Purpose
Measure changing speed of an object as it rolls down an incline, and graphically analyze its acceleration.
Concept
An object whose velocity is changing is said to be accelerating.
The average acceleration (a) is equal to the change in velocity divided by the elapsed time.
Materials
stopwatch; meter stick; masking tape; inclined ramp; books; cart.
Procedure Part A - Low Incline
1. Set one end of an inclined ramp on a few books so that the cart will roll down on its own.
2. Mark 4 (20 cm) intervals on the ramp with masking tape.
3. Measure the time it takes the cart to travel from point A to point B and record below.
4. Measure the time it takes the cart to travel from point B to C and record below
5. Measure the time it takes the cart to travel from point C to D and record below.
6. Calculate the average speed of the cart in each interval.
7. Calculate the average acceleration by dividing the change in speed by the change in time.
Part B - Higher Incline
1. Repeat the experiment with the ramp at a higher angle.

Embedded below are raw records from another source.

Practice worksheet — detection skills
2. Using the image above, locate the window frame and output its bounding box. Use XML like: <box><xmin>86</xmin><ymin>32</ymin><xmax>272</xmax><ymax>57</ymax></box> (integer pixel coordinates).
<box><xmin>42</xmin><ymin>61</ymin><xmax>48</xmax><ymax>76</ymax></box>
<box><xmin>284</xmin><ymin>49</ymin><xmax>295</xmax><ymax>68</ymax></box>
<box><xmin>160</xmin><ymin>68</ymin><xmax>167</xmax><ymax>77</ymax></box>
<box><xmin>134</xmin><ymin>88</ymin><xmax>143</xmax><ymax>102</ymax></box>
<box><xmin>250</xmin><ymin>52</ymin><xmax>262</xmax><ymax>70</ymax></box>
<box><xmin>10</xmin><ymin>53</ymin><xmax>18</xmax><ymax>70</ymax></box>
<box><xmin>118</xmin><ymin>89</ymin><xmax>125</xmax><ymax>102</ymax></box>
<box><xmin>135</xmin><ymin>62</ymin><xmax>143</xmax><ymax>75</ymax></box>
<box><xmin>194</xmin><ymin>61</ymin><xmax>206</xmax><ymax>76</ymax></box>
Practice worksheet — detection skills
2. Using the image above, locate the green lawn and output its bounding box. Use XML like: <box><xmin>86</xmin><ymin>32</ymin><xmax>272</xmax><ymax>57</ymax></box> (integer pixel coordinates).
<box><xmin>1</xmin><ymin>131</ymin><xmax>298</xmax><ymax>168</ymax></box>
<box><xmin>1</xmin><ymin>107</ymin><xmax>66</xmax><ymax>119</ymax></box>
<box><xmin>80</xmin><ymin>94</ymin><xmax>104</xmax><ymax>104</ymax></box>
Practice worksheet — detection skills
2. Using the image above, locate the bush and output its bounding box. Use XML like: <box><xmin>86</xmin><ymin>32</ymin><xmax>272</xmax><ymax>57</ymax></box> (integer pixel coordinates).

Observations and Data: Part A - Low Incline
Distance Interval
Time (s)
Total Time (s)
Speed (m/s)
Acceleration (m/s^2)
0.0 to 0.20
0.20 to 0.40
0.40 to 0.60
0.60 to 0.80
Part B - Higher Incline
Distance Interval
Time (s)
Total Time (s)
Speed (m/s)
Acceleration (m/s^2)
0.0 to 0.20
0.20 to 0.40
0.40 to 0.60
0.60 to 0.80
Analysis
Make a graph of distance traveled (vertical axis) versus total time for part A and B.
1. Describe the slope of the distance versus total time graph for part A and B. Does the slope change or stay constant? Explain.
2. Make a graph of speed versus total time for part A and B. Does the slope change or stay constant? Explain.
Application
Starting from rest, if a car accelerates at 0.90 m/s^2, how fast would be moving after 6.0 seconds? How much distance would it cover in the last second?